Farrell Dobbs (1960)
Presidential candidate of the Socialist Workers party:
Farrell Dobbs, Presidential candidate of the Socialist Workers party said here yesterday that both major parties had a “hostile foreign policy” that pointed toward nuclear disaster. He proposed his American Trotskyite slate as an alternative for independent voters, especially young people... The party is on the ballot in five states and is trying to get on in fifteen others, including New York. Mr. Dobbs and his running mate, Mrs. Myra Tanner Weiss, appeared at a press conference at the Commodore Hotel and later at a rally at the Albert Hotel.
Progressive Labor party (1965)
New party founded at the Albert:
A new party of “revolutionary socialism” was formally founded here yesterday under the name of the Progressive Labor party. The party, an outgrowth of the Progressive Labor Movement, was officially formed at the end of a four-day convention at the Albert Hotel, 23 East 10th Street.

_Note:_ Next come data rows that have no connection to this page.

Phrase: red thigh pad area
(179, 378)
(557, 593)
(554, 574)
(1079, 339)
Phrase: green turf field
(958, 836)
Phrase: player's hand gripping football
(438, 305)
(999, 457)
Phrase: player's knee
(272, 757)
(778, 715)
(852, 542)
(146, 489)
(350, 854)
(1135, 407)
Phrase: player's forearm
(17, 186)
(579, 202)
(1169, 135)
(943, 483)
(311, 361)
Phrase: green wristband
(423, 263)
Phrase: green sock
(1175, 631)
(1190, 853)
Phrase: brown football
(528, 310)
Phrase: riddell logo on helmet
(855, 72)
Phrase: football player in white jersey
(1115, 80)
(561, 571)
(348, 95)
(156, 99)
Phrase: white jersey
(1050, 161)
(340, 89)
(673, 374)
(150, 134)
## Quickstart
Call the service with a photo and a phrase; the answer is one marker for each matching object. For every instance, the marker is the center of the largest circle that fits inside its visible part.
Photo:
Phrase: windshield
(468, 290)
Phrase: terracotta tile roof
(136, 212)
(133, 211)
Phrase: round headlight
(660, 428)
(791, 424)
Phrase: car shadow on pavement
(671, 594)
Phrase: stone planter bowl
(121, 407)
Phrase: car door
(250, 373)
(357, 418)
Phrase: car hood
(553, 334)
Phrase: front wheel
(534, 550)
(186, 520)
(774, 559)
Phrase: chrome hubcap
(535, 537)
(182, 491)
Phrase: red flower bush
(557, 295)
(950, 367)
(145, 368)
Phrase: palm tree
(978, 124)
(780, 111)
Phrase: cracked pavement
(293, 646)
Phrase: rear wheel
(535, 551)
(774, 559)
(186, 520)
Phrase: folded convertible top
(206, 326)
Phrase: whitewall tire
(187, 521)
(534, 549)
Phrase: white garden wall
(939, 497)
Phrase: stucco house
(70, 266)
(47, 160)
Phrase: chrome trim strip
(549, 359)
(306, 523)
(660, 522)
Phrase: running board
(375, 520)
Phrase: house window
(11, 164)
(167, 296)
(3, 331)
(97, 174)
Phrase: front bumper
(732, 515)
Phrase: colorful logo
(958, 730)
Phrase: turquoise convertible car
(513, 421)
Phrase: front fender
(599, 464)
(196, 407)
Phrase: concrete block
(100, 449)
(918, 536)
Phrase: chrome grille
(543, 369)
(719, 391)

Pro-Chinese Reds in U.S. Hold Confab. The Harlem headquarters of the Progressive Labor Movement maintained an official silence Friday on reports that a new U.S. Communist party is being founded at a closed-door convention here. The New York Times reported Thursday that a new party, committed to the Red Chinese “hard” line, is being sponsored by the PLM, whose top leaders have often been connected with leftist causes. A spokesman at the Harlem headquarters said no information would be given out until some time Sunday afternoon. He confirmed, however, that leaders of the movement are attending a conference at the Hotel Albert.
Mary Heaton Vorse
Before we listed the house for rent we had a renter. It was Mary Heaton Vorse, an old radical, a writer for women’s magazines and of novels about the labor movement. She also had a great capacity for drink. When she walked into the kitchen she said the house reminded her of her own in Provincetown. She spoke in a slow honey-tinged New England voice. She said so deliberately that we missed it, “Yes, it is right.” Then she asked if we could move her from the Hotel Albert. When? Now.
People’s Radio Foundation
As described in The Afro-American:
New York Items:
The People’s Radio Foundation, Inc., which seeks to buy and set up a radio station for broadcasting programs that never get through the sponsors, has moved to the Hotel Albert. Dean Dixon is one of the sponsors, along with Howard Fast and Margaret Halsey. About $100,000 is needed, and half of that amount has already been subscribed. You can buy a share for $100. Programs will stress interracial unity and the brotherhood of man.
Charles S. Johnson (1938)
The Albert’s appeal to radicals might have included its policy – continued from the days of the St. Stephen – of not refusing entrance to the hotel on racial grounds. In 1938, the Amsterdam News reported that Dr. and Mrs. Charles S. Johnson, of Fisk University,
…are residing at Hotel Albert, 65 University place, where they have an apartment. Dr. Johnson, head of the department of social sciences at Fisk , is one of the co-directors of the Institute of Race Relations at N.Y.U.